When the pony’s saddle is lined with spikes.
There’s nothing quite as soul-crushing as falling in love with a house, imagining where you’re going to put your vegetable garden (the one you’re never going to water, only you don’t know that yet), and picturing barbecues in the backyard and Thanksgiving with a roaring fireplace, only to have the bank reject your offer. So to bring back the fun of the initial shopping process, sites like Zillow have cropped up to allow prospective home buyers shop around and see what houses in different neighborhoods are worth. Earlier this year, Zillow filed an S-1, pricing its IPO at $12 to $14 a share. But on Friday, the company filed an amended S-1 to bump up its share price to $16 to $18.
The new share price would raise an estimated $71.6 million, up from the previously anticipated $51.8 million. This pegs the company’s valuation at $485 million. No date has been set for the IPO, but the company plans to trade on Nasdaq under the symbol “Z.”

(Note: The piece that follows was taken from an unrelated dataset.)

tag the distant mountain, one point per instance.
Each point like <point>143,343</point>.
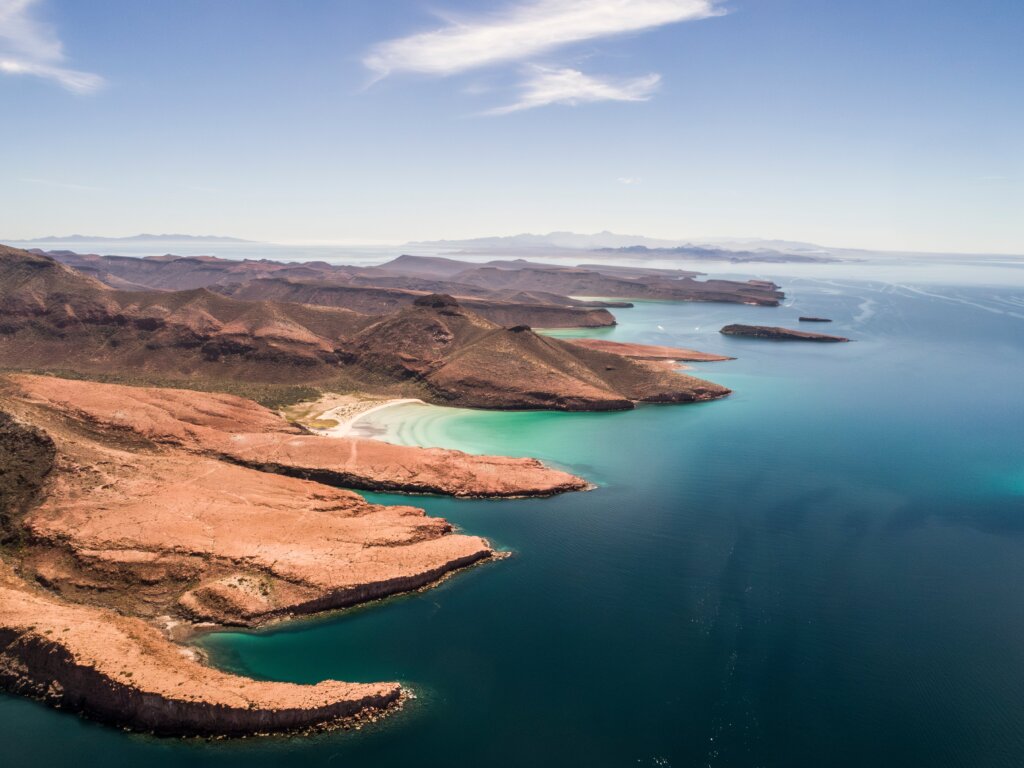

So is it worth that much? If the company’s financials are any indication, it’s doing pretty well for itself. It still isn’t profitable, but its losses have been shrinking every year. In 2010, Zillow brought in $30.5 million in revenues, while taking a loss of $6.8 million. But by comparison, in 2009, the company took home $17.5 million in revenues while suffering a loss of $12.8 million. In the three months ending in March 2011, Zillow only took a loss of some $800,000, compared to the three months ended in March 2010, when the company took a loss of $2.8 million.
And Zillow’s user base is growing. In May 2011, Zillow’s website and mobile app saw 22 million unique visitors, representing an increase of 103% over May 2010. Also in May 2011, Zillow was accessed on mobile devices over 8.8 million times, with more than 1.7 million homes viewed on mobile devices each day.